I’ve been thinking a lot about reports that the United Kingdom’s broadcast regulator has shut down 400 pirate radio stations over the last two years, many of them situated in London. Well over a third of those Ofcom busts took place in two boroughs: Haringey in North London and Lambeth in South London. Why these specific areas? Radio Survivor reader Jerry Drawhorn asks some good questions in a response to my post:
“I’m wondering if these are ethnic neighborhoods where the broadcasters might be filling a gap in the regulated BBC and community radio programming? Are they predominantly music programmers? Religious? Foreign language? Kids with a knack for electronics? Why the desire for broadcast rather than an internet station?”

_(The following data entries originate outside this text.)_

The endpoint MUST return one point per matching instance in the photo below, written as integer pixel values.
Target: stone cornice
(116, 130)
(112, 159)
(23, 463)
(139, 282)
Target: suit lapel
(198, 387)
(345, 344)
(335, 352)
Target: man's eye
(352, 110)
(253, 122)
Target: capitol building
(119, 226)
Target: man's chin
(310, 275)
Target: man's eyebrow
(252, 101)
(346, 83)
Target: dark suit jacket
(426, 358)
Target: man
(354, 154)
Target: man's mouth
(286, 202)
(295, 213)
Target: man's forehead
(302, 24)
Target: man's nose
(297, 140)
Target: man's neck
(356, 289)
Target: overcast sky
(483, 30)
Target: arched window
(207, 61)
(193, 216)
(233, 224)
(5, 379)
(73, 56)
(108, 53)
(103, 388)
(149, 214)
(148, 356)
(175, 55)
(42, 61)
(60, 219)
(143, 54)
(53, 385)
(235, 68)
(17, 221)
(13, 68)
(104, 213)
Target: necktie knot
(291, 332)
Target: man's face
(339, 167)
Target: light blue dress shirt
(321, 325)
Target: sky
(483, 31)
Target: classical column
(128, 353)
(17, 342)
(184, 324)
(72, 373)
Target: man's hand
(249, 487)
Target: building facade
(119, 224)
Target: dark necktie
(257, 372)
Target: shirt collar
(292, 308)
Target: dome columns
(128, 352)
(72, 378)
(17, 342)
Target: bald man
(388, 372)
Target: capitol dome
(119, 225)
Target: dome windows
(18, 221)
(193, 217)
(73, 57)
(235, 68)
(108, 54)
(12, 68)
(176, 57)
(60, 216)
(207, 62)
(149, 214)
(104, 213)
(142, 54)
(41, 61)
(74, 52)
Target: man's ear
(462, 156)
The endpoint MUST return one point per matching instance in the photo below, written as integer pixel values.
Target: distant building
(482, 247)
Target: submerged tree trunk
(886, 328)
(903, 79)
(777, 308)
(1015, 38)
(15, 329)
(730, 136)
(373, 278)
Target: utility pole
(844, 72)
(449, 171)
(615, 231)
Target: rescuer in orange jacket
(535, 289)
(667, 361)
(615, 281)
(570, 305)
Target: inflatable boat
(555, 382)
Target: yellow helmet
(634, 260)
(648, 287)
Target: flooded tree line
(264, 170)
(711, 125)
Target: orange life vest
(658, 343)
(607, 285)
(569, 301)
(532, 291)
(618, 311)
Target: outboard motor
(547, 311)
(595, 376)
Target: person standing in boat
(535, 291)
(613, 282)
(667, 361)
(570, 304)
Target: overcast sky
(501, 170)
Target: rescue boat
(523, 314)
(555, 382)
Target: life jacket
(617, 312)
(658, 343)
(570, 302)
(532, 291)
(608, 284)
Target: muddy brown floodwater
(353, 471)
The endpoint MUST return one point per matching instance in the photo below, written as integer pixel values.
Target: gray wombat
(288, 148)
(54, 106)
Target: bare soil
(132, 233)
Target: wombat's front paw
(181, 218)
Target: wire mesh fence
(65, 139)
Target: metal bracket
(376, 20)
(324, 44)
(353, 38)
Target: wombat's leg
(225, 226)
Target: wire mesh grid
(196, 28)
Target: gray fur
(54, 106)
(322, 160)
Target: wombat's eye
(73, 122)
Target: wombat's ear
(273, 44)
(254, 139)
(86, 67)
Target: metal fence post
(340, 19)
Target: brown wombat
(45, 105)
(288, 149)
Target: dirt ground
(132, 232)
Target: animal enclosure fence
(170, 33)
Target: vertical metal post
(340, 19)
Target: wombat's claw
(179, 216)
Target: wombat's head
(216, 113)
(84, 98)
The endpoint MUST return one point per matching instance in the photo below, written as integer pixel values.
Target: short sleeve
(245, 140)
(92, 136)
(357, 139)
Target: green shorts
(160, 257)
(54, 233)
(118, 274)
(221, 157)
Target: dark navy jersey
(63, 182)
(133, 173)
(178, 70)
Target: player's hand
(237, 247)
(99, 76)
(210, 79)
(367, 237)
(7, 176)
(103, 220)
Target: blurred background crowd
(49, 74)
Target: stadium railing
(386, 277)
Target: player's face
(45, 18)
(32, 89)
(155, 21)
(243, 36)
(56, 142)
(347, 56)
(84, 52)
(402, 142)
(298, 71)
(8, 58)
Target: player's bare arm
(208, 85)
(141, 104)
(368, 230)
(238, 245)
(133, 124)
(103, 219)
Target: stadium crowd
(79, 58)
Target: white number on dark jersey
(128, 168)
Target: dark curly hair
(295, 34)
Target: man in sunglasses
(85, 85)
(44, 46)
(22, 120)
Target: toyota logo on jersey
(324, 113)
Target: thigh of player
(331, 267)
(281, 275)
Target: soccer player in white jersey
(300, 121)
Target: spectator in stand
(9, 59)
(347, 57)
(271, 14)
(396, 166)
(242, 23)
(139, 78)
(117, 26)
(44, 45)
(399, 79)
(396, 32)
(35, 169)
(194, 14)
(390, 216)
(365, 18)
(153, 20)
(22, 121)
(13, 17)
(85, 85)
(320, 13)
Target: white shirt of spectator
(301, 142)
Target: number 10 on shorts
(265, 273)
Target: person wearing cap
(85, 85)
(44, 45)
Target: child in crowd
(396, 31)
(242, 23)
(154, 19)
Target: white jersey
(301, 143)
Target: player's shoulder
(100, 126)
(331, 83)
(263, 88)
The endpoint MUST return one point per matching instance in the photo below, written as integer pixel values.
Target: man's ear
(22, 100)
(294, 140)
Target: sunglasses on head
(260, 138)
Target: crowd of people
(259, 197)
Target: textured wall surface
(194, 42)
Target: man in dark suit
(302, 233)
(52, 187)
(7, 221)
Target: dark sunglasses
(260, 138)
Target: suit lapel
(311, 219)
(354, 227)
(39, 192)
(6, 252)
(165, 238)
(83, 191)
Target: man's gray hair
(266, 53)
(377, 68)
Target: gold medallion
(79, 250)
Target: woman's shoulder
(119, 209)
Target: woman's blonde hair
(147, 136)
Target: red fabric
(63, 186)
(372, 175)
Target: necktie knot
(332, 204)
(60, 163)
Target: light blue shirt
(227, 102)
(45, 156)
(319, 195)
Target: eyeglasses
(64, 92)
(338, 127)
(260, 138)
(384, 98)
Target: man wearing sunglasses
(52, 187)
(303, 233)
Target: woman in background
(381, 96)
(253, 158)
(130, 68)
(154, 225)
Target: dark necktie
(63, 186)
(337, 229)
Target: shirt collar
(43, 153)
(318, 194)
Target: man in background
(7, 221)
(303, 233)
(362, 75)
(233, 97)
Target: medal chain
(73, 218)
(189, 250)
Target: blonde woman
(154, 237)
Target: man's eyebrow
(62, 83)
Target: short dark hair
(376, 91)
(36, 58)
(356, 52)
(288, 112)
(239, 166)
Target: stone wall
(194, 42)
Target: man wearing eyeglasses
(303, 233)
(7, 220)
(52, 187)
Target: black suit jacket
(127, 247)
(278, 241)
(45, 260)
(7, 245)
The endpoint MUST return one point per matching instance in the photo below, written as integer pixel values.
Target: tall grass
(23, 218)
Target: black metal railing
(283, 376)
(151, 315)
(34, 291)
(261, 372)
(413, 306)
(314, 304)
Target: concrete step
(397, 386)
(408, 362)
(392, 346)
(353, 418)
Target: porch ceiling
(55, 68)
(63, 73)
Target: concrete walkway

I pondered some of these queries in my contribution to our sixth podcast. To get at the situation I tapped into the London Poverty Profile, which has tons of data about that city’s nearly three dozen boroughs. Here’s what the profile says about Haringey:
• “Haringey is the most unequal borough in London, with over half of its wards being either very rich or very poor.”
• “[N]ow one of the more dense London suburbs,” although density tends to predominate on Haringey’s east side.
• The borough is “notable for its ethnic diversity,” with many residents of Caribbean, African, Pakistani, Chinese, Turkish, and Cypriot backgrounds.
Next comes Lambeth:
• “With about 112 persons per hectare, it also is one of the most densely populated boroughs in London, and with population growth exceeding projections; Lambeth could be the most populated Inner London borough by 2020.”
• Lambeth is noted for its ethnic diversity “with a particularly high proportion of and Black-Africans (12%) and Black Caribbeans (9.5%) While the borough has an extremely young profile, Lambeth is notable for its ethnically complex older population too, substantiating the historical narrative that Lambeth was an important focus and destination for post-World War Two immigrants from the Caribbean and from Africa.”
London, by the way, is already the most unequal part of the United Kingdom, according to the index. 16 percent of its residents are the poorest in the UK; 17 percent are the richest. Lambeth and Haringey have among the highest teenage pregnancy rates in the city, indicating the youthfulness of their respective populations. Lambeth’s Brixton district won notoriety in the early 1980s when many of its African-Caribbean residents took to the streets against police repression and high unemployment.
Here we have two dense, unequal, and very young urban areas. It sounds like these people have a lot to talk about. A comment from RK Henderson of the Net Radio Blog notes that radio pirates from these boroughs bear little resemblance to the Radio Caroline broadcasters of The Sixties:
“Today’s pirates are small, terrestrial, urban, and furtive. They broadcast mostly to the immediate neighbourhood from high buildings, generally from a hidden, shoebox-sized transmitter that is keyed remotely and feeds a camouflaged antenna on the roof. (Alternatively, some operate from vans.) These are low-power, intermittent operations that target a small listenership; basically what Americans call LPFM, except unlicensed.”
Indeed, there are apparently so many of them that they may be driving some listeners away from the FM band, noted radio futurologist James Cridland in a response:
“I have a suspicion that the pirate radio stations here are partially why radio listeners – in London at least – are now mostly using digital at home – DAB, internet, DTV – which is where we listen to radio most in the UK. I find my FM listening being badly interrupted by pirate radio on the way to the supermarket in the car. (I live in Enfield, just north of Haringay).”
Ofcom, the UK’s broadcast regulator, has an advisory page against pirate radio that urges its adherents to embrace community radio instead. But are any of London’s ten community radio stations specific to these two boroughs? I’m not sure. Here’s the list from this map:
Desi R– Southall
Hayes FM – Hayes
Bang – Stonebridge & Harlesden
NuSound R – Newham
Resonance FM – C London
Voice of Africa – Newham
Westside CR – Southall
Rinse FM – Inner London
Reprezent – S London
Insanity – Egham
Betar Bangla – Tower Hamlets
In any event, perhaps the most interesting comment we got from our initial post was a reaction to an Ofcom official telling The London Evening Standard that London’s pirate radio problem is unique. “From the enquiries we’ve carried out, this problem doesn’t exist in New York or Rome or Paris,” Clive Corrie told the Standard, “it’s a London phenomenon.”
“I don’t know what inquiries Mr. Corrie carried out, but he was not very well informed by his sources,” responded Brooklyn Pirate Watch:
“Interference caused by pirate radio is a HUGE problem in certain parts of New York City — but not in ritzy Manhattan or northern Brooklyn, so it doesn’t get much attention. There are up to 36 pirates at any given time choking the FM dial and crowding out legitimate broadcasters in central and southern Brooklyn, particularly in areas around Flatbush, the pirate nexus of Brooklyn. There are also many pirates in the Bronx and, to a lesser degree, Queens.”
There is a book titled London’s Pirate Radio Pioneers that appears to go as far as 1989. But that, of course, was a quarter of a century ago. I think it is time for an update.